Washington: Researchers from Rice University have demonstrated an efficient new way to capture the energy from sunlight and convert it into clean, renewable energy by splitting water molecules.
The technology relies on a configuration of light-activated gold nanoparticles that harvest sunlight and transfer solar energy to highly excited electrons, which scientists sometimes refer to as "hot electrons".
"Hot electrons have the potential to drive very useful chemical reactions but they decay very rapidly and people have struggled to harness their energy," said lead researcher Isabell Thomann, assistant professor at Rice University.
For example, most of the energy losses in today's best photovoltaic solar panels are the result of hot electrons that cool within a few trillionths of a second and release their energy as wasted heat.
Capturing these high-energy electrons before they cool could allow solar-energy providers to significantly increase their solar-to-electric power-conversion efficiencies and meet the goal of reducing the cost of solar electricity.

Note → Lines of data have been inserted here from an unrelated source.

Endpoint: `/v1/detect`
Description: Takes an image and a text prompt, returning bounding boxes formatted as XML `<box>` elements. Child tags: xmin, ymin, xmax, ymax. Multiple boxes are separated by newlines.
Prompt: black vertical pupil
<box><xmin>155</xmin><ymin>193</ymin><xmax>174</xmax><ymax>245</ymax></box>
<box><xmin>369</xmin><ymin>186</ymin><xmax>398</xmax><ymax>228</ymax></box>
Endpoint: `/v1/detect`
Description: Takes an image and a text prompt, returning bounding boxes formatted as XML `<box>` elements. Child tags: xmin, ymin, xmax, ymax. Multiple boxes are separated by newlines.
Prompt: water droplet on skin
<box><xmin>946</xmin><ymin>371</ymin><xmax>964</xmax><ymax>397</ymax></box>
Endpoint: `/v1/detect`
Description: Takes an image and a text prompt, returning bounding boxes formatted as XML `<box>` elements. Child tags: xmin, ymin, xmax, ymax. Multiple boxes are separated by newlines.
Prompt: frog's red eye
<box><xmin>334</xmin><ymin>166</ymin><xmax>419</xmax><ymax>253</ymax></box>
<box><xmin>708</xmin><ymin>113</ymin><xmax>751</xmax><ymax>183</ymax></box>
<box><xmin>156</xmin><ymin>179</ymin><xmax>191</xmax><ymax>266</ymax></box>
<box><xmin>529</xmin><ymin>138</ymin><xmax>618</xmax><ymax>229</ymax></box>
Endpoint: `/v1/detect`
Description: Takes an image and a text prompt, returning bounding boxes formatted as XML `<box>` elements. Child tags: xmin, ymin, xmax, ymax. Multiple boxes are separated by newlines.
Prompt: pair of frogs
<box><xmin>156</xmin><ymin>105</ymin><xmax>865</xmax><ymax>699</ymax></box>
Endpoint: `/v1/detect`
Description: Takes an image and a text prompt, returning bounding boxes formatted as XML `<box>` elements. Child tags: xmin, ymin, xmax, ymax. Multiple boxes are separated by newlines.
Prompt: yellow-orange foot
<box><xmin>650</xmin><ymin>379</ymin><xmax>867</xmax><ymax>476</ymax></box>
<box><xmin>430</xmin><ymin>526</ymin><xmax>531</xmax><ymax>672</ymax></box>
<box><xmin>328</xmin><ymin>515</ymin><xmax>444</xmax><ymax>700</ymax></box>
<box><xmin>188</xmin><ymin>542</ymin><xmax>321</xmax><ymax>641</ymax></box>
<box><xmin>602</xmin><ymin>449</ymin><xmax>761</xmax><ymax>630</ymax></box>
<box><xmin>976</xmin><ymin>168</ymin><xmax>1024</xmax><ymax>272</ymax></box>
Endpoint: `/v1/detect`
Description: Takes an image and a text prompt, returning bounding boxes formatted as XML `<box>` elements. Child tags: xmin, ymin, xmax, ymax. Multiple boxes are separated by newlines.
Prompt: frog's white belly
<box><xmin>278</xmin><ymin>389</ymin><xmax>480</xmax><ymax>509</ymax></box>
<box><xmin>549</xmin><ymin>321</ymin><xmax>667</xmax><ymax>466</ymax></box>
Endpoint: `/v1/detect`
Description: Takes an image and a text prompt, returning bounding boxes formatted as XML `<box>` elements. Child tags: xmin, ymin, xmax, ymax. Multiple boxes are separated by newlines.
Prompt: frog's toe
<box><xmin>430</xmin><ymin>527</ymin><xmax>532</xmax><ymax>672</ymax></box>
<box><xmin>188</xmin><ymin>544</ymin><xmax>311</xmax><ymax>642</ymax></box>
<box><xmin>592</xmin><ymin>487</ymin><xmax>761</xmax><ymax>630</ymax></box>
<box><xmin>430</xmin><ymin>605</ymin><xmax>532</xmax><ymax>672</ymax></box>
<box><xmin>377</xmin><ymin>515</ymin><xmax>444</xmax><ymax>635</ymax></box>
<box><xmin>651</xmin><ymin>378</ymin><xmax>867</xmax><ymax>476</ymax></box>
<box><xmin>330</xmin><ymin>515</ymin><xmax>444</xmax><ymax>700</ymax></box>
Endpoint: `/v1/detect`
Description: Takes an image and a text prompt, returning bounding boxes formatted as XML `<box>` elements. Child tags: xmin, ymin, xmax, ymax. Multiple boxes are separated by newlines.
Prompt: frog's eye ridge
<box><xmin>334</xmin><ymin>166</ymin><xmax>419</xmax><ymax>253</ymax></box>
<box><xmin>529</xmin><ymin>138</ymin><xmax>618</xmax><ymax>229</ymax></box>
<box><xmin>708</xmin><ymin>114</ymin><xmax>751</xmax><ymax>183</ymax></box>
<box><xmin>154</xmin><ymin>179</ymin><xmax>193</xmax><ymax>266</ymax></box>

In the light-activated nanoparticles, light is captured and converted into plasmons, waves of electrons that flow like a fluid across the metal surface of the nanoparticles.
Plasmons are high-energy states that are short-lived but researchers have found ways to capture plasmonic energy and convert it into useful heat or light.
Plasmonic nanoparticles also offer one of the most promising means of harnessing the power of "hot electrons".
"Utilising hot electron solar water-splitting technologies were on par with considerably more complicated structures that also use more expensive components," Thomann said.
"We are confident that we can optimise our system to significantly improve upon the results we have already seen," he added.
The findings were described in the American Chemical Society journal Nano Letters.